Anda di halaman 1dari 2

MEKANISME KERJA GOLONGAN-GOLONGAN OBAT ANTI JAMUR

GOLONGAN AZOLE
Golongan imidazol dapat dibagi menjadi dua kelompok berdasarkan jumlah
nitrogen pada cincin azol. Kelompok imidazol (ketokonazol, mikonazol, dan klotrimazol)
terdiri dari dua nitrogen dan kelompok triazol (itrakonazol, flukonazol, varikonazol, dan
posakonazol) mengandung tiga nitrogen. (Zhao & Calderone, 2002).
Pada umumnya golongan azol bekerja menghambat biosintesis ergosterol yang
merupakan sterol utama untuk mempertahankan integritas membran sel jamur.
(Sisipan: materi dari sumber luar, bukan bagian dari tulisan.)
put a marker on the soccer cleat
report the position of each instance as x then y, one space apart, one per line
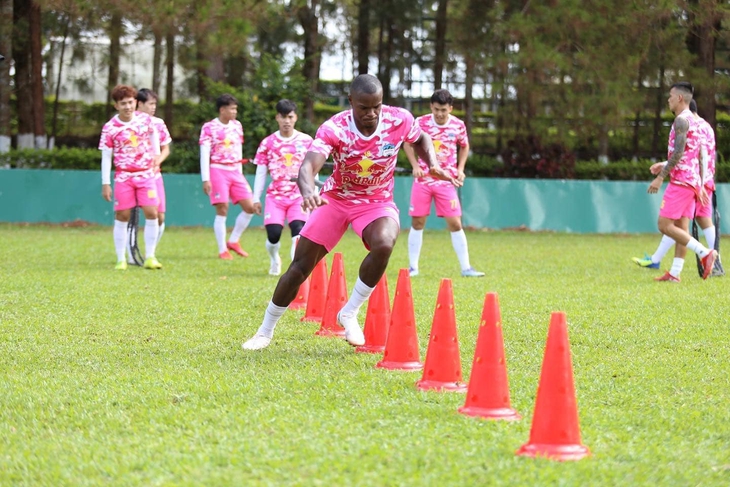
152 263
275 267
353 333
645 262
471 272
236 247
708 262
667 277
257 342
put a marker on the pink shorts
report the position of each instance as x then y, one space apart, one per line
228 186
277 211
328 223
135 191
678 202
160 193
445 196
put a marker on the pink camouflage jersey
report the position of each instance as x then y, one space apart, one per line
131 146
225 141
687 171
446 138
283 157
364 166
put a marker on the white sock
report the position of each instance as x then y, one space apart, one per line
415 241
710 236
677 265
151 230
360 293
242 221
458 240
273 250
271 318
664 246
697 247
219 227
120 239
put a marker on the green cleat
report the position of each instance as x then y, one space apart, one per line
152 263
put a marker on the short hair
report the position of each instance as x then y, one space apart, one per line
366 84
285 107
225 100
120 92
144 95
442 97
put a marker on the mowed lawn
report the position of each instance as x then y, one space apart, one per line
138 377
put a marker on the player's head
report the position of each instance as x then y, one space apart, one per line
442 103
680 94
227 106
366 100
125 101
147 101
286 116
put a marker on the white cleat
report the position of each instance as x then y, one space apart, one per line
353 333
257 342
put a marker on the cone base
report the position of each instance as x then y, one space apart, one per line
370 348
505 414
553 452
392 365
437 385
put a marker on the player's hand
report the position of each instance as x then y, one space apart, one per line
655 185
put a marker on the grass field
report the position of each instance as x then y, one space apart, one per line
138 377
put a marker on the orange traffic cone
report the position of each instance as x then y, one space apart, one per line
442 370
336 299
555 433
377 319
317 293
488 392
401 346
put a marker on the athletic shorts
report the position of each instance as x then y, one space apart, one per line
445 196
277 211
228 186
135 191
328 223
678 201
Bekerja
dengan cara menginhibisi enzim sitokrom P 450, C-14-α-demethylase yang bertanggung
jawab merubah lanosterol menjadi ergosterol, hal ini mengakibatkan dinding sel jamur
menjadi permeabel dan terjadi penghancuran jamur. (Gupta, 2002; Ashley et.al, 2006)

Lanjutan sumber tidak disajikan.